Santos, SP, Brazil, August 28 to September 2, 2005


ASSOCIAÇÃO BRASILEIRA DE ENERGIA NUCLEAR - ABEN
ISBN: 85-99141-01-5

ASPECTOS NORMATIVOS SOBRE OCORRÊNCIA NATURAL DE


MATERIAL RADIOATIVO EM REJEITOS DE PETRÓLEO

Selma P. de Jesus1, José C. Vitorelli2 e Ademir. X. da Silva3


1
Comissão Nacional de Energia Nuclear (CNEN–RJ)
Rua da Passagem 123, 9º andar, Botafogo
22290-030 Rio de Janeiro, RJ
parente@cnen.gov.br
2
Programa de Engenharia Nuclear – COPPE
3
Programa de Engenharia Nuclear/COPPE – DNC/EE
Universidade do Federal do Rio de Janeiro
Centro de Tecnologia, Bloco G, sala 206, Caixa Postal 68509
21945-970 Ilha do Fundão, Rio de Janeiro, RJ
jclaudio@lnrtr.coppe.ufrj.br

RESUMO

Uma das grandes problemáticas no Brasil, sobre os rejeitos gerados na produção de petróleo com presença de
radionuclídeos, é a escassez de legislação que indique a classificação e o destino destes materiais.
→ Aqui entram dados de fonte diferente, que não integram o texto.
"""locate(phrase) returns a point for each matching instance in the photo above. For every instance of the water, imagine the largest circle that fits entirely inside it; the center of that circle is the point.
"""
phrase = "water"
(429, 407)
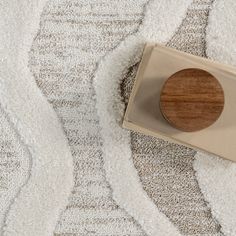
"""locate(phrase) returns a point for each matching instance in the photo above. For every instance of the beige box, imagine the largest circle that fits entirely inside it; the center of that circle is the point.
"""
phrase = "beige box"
(143, 113)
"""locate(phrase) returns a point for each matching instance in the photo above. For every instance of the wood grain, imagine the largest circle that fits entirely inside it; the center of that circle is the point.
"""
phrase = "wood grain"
(191, 100)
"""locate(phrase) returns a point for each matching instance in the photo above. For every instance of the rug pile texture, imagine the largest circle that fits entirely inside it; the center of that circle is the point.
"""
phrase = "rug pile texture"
(67, 168)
Como a
legislação específica para este caso, é pouca, procurou-se neste trabalho fazer um apanhado de documentos
internacionais que já contemplam este assunto [1-8], embora tais documentos não sejam suficientes para
contemplar a realidade brasileira, eles servem de ponto de partida para balizar a elaboração de um documento
com esta finalidade. Foram selecionados países de relevante significância na regulamentação na área de
TENORM (Technologically Enhanced Natural Occurring Radioactive Material) e foi feita uma discussão dos
níveis de isenção e dispensa específicos para geração de rejeitos radioativos na produção de petróleo.

1. INTRODUÇÃO

A formação de incrustações e borras com conteúdo radioativo em instalações de produção de


petróleo tornou-se objeto de estudo devido a falta de uma legislação especifica sobre o seu
controle e pelo grande volume de rejeitos gerados.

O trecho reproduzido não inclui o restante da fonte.